H E x x H │ │ │ │ └── 2nd zinc-ligand histidine │ │ └──┘──── two ANY residues (the spacer) │ └────────── glutamate (catalytic base) └───────────── 1st zinc-ligand histidine

In PROSITE syntax: H-E-x(2)-H

In neprilysin (Peptidase_M13 family), the full zinc-binding motif is extended: the two histidines in HExxH plus a downstream glutamate about 20–80 residues away form a three-ligand zinc coordination shell:

H-E-x(2)-H-x(20,80)-E

The downstream E is the third zinc ligand. Together these three residues (H, H, E) hold the catalytic zinc in place. Searching for both parts together gives a much more specific hit than HExxH alone.

How to build this in the Visual Builder:

  1. Add residue: H
  2. Add spacing: directly adjacent (0 residues)
  3. Add residue: E
  4. Add spacing: exactly 2 residues
  5. Add residue: H
  6. Add spacing: between 20 and 80 residues
  7. Add residue: E
Worked example: R…S…E flexible pattern

Sometimes you want to search for residues at variable distances — for example a catalytic triad where R, S, and E must all be present somewhere in the protein, in order, but not necessarily adjacent.

R-x(0,200)-S-x(0,200)-E

This means: find R, then 0 to 200 any residues, then S, then 0 to 200 any residues, then E. The "any number" spacers make this very flexible.

Be careful with very wide spacers. Motifs like R-x(0,200)-S-x(0,200)-E will match almost any protein that contains all three residues in order, which is most proteins. Use wide spacers only when you have strong biological reason to believe the residues are functionally coupled despite the distance.

Worked example: N-x-S/T glycosylation sequon

N-linked glycosylation occurs on asparagine (N) residues within the sequence N-x-S/T, where x is any amino acid except proline, and S/T means serine or threonine.

N-x(1)-[ST] ← finds all N-x-S and N-x-T

In the Visual Builder:

  1. Add residue: N
  2. Add spacing: exactly 1 residue
  3. Add residue: [ST] (type the brackets to mean "S or T")

This search will find all potential N-glycosylation sites. Note that in biology, proline at the x position prevents glycosylation — this search does not exclude proline, so you may get some false positives at N-P-S/T sites.

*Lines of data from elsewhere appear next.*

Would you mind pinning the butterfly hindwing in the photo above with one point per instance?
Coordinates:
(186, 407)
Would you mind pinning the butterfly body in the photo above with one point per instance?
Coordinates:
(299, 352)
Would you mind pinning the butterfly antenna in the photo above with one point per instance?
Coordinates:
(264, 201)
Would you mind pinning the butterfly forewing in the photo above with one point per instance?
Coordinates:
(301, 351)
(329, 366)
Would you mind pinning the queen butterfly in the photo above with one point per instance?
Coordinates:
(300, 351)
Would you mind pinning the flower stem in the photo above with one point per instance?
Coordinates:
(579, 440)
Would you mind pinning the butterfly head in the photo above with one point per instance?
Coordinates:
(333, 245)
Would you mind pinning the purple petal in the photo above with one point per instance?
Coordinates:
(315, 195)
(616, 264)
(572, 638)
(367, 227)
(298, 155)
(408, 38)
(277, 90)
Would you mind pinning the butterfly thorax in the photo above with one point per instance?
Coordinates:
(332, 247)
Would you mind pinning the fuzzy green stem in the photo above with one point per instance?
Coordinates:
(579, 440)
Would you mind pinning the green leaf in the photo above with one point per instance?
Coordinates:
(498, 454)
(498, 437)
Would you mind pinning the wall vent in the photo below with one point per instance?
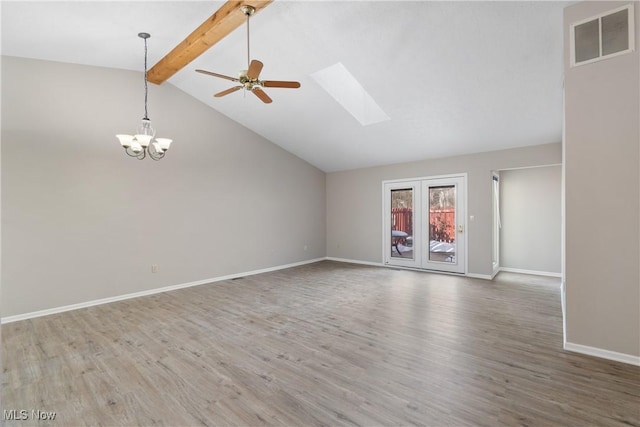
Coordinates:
(602, 36)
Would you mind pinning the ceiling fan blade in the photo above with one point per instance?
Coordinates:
(262, 95)
(222, 76)
(228, 91)
(276, 83)
(254, 69)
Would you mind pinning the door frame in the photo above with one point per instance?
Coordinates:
(416, 264)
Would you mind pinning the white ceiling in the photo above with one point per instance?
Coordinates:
(454, 77)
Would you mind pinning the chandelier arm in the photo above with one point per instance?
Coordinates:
(154, 154)
(130, 152)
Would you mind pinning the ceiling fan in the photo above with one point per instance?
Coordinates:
(248, 78)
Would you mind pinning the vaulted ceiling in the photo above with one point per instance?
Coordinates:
(452, 77)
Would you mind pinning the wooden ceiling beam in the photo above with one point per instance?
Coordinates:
(218, 26)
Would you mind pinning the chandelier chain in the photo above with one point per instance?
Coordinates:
(146, 88)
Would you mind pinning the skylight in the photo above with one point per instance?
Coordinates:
(344, 88)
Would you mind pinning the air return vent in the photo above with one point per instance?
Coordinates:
(602, 36)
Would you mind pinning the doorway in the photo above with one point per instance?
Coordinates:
(424, 223)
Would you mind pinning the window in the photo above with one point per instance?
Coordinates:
(603, 36)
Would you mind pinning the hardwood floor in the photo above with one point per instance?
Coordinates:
(323, 344)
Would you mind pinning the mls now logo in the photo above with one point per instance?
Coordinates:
(15, 414)
(23, 415)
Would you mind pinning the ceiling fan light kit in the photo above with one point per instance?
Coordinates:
(249, 79)
(142, 144)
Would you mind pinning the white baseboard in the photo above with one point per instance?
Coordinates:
(101, 301)
(355, 261)
(480, 276)
(533, 272)
(602, 353)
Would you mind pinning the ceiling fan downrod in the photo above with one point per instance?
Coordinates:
(248, 10)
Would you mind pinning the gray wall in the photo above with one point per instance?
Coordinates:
(354, 201)
(602, 146)
(530, 237)
(82, 221)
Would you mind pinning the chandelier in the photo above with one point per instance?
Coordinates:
(142, 143)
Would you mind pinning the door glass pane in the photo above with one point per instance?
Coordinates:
(615, 32)
(402, 223)
(587, 41)
(442, 223)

How to use the Visual Builder
  1. Click "+ Add residue" in the builder track.
  2. A small panel appears. Click "Residue" to add an amino acid (type single letter like H, or a group like [ST]), or "Spacing" to add a variable-length gap.
  3. For spacing, choose: exactly N, between N and M, any number, or one or more.
  4. Click Add to insert the segment into the builder track.
  5. Repeat for each element in your motif.
  6. Click the small × on any segment to remove it.
  7. The PROSITE and Regex previews update live so you can see what pattern you're building.
Advanced syntax reference

In Advanced mode you can type directly. Two syntax flavours are supported:

PROSITE-like (dash-separated tokens):

H Single amino acid
x Any single amino acid
x(2) Exactly 2 any residues
x(20,80) Between 20 and 80 any residues
[ST] S or T (residue group)
{P} Anything except P (exclusion group)

Regex-like (no dashes):

. Any single amino acid
.{2} Exactly 2 any residues
.{20,80} Between 20 and 80 any residues
[ST] Residue group (same as PROSITE)
Understanding the results

Residue numbering in the results table uses 1-based indexing: residue 1 is the first amino acid in the sequence you entered (regardless of whether it has a UniProt or other biological number).

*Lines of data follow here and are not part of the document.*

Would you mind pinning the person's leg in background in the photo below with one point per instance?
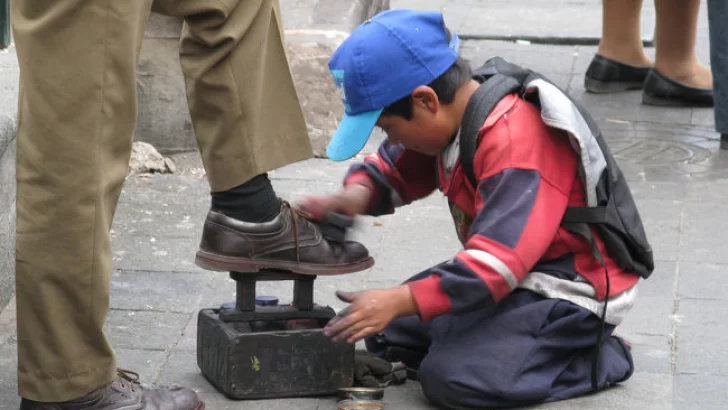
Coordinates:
(77, 113)
(621, 64)
(717, 19)
(248, 121)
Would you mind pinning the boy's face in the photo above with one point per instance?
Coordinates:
(430, 129)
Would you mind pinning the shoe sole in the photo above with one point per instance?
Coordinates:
(210, 261)
(672, 102)
(607, 87)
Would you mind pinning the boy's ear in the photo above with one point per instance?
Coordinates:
(425, 98)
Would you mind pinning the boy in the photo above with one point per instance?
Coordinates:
(514, 318)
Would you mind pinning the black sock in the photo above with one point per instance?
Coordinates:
(253, 201)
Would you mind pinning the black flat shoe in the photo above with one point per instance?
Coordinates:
(605, 75)
(663, 91)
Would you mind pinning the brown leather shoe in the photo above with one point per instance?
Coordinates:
(126, 393)
(290, 242)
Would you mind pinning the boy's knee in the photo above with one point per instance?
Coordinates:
(440, 384)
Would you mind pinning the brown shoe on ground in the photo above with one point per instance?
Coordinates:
(290, 242)
(126, 393)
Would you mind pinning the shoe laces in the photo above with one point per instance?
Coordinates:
(129, 376)
(295, 214)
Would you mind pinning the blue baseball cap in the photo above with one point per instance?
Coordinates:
(381, 62)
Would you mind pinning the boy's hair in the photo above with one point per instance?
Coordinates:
(445, 86)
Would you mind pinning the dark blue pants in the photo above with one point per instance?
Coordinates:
(528, 350)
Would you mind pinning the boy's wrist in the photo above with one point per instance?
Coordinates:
(405, 305)
(356, 198)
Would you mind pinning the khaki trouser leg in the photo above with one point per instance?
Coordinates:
(77, 113)
(241, 95)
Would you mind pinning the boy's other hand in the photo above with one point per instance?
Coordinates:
(352, 200)
(369, 313)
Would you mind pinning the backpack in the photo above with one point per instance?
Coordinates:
(610, 209)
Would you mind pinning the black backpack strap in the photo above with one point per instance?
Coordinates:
(479, 107)
(585, 214)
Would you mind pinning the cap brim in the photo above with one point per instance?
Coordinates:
(352, 134)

Start = position of the first matched residue (1-based).
End = position of the last matched residue (1-based, inclusive).
Length = End − Start + 1 = total span of the motif hit.

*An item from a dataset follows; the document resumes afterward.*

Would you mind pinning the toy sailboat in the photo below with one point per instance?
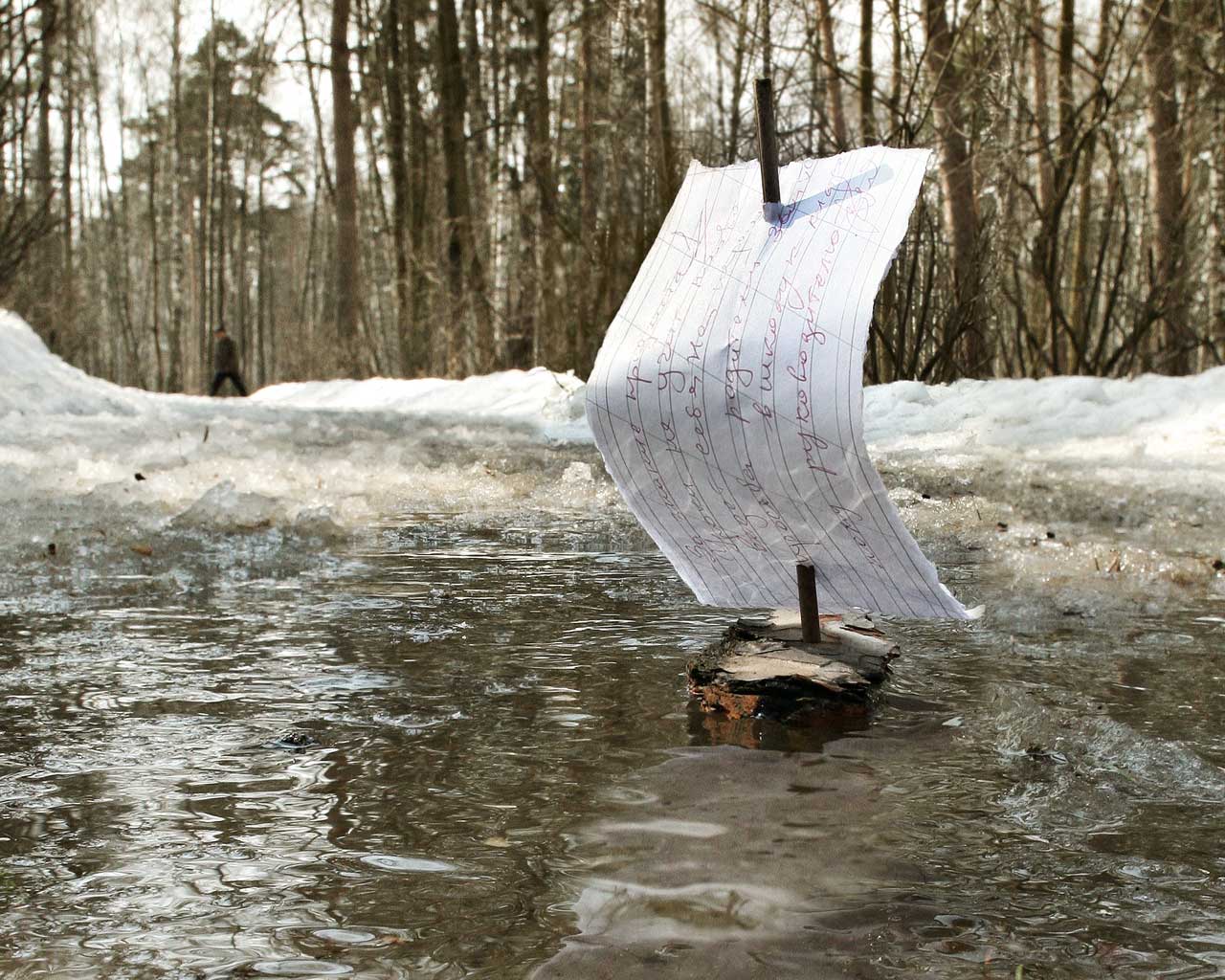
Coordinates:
(726, 398)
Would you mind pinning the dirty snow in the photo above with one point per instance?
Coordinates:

The sequence viewer shows the full protein with match regions highlighted. Different colour highlights represent different motif queries (if you run multiple searches). Click any row in the results table to scroll the viewer to that position.

Motif hits are not proof of function. A sequence match shows that the pattern is present, not that the protein actually performs the associated function. False positives are common, especially with short or flexible motifs. Always interpret results in context: check domain annotations, conservation, and experimental data.